If it is a unit linked policy that you are using for this goal, then in the first five years you will not be able to surrender. Post that you have to do a cost benefit analysis. The calculation above on insurance plus investment is one such example. Alternatively, you may not to move to a ULIP with another insurer who has a better performance track record (I still wouldn’t recommend ULIPs as investments).

For a traditional policy, it’s unlikely you will get any of the premiums back if you surrender in the first three years. After that you will get up to 50% from the fourth till the seventh year. Now if the tenure of the policy is 8-10 years, it doesn’t make sense to surrender in the seventh year. Remember, surrendering means you will not get all the ‘investment’ amount back. So, you will have to consider some part of it as sunk cost.

Unless the premium payments have become too much of a burden, it’s not feasible to surrender the policy close to maturity.

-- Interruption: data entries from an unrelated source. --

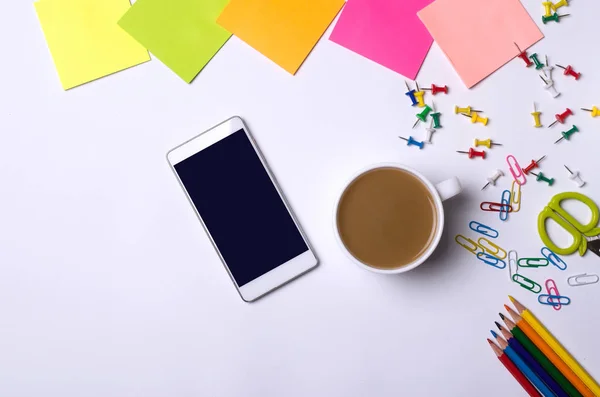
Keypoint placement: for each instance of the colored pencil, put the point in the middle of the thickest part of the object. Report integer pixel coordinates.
(514, 370)
(531, 363)
(557, 347)
(519, 363)
(539, 356)
(547, 350)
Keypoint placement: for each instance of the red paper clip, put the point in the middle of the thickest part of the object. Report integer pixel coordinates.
(495, 207)
(515, 169)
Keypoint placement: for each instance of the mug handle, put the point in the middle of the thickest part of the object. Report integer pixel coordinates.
(448, 188)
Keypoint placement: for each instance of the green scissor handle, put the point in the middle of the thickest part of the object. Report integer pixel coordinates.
(555, 212)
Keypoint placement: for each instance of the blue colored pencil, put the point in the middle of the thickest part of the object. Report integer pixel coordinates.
(519, 363)
(532, 363)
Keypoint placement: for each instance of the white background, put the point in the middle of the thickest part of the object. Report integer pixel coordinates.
(110, 287)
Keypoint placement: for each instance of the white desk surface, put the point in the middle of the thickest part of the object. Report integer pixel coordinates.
(110, 287)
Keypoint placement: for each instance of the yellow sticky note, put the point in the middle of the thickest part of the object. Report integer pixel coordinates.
(85, 41)
(284, 31)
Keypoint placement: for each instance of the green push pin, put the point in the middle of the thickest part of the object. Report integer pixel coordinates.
(538, 64)
(567, 134)
(542, 177)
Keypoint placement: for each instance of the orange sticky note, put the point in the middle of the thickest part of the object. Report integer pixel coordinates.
(479, 37)
(284, 31)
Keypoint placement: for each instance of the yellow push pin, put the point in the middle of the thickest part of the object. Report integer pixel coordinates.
(594, 110)
(419, 96)
(536, 117)
(475, 118)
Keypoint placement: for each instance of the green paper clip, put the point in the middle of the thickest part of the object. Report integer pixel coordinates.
(533, 262)
(527, 283)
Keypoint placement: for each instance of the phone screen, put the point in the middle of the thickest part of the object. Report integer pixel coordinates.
(241, 208)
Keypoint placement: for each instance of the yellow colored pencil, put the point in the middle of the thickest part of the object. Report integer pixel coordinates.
(557, 347)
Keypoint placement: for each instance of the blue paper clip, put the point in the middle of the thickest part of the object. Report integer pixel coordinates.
(505, 201)
(491, 260)
(554, 300)
(553, 258)
(483, 229)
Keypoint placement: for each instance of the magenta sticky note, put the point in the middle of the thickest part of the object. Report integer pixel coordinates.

Also, the process to surrender the policy can be cumbersome; you will have to visit the insurer’s office and there could be penalties involved. Do a cost benefit analysis with the alternative investment option like mutual funds discussed above. Only if you are able to earn more after account for the lost capital and other charges on surrender should you go ahead.


Often repairing the damage becomes too costly. What is more suitable is to ask the right questions at the start and if you have already made the mistake of mixing insurance and investment then try not to repeat this again.

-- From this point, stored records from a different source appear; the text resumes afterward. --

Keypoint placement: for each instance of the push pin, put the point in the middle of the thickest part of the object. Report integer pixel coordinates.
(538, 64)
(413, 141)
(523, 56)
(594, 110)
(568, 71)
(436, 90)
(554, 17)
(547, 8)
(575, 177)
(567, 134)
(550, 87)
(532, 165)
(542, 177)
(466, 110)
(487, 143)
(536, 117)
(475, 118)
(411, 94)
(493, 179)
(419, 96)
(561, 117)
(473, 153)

Keep both separate, keep it clean. There are insurance plans (ULIPs) which claim better returns than mutual funds, now with a 10% long term capital gains tax on equity mutual funds, these ULIPs seem to be finding a lot more favour not only with investors but also with advisors. However, they are not flexible, remember there is a 5 year lock in, you only have the past performance to support your decision, they are not as transparent and liquid as mutual funds and switching your fund manager is not possible unless to take a new policy – which, will cost you more as it will have to be done at least after the 5 year lock in.

When it comes to your child’s education goal, it is your duty to ask more questions and demand truthful answers. Be smart with your investments, don’t fall for emotional marketing and don’t invest simply for tax benefits – remember ultimately it’s your child who has to benefit from this decision.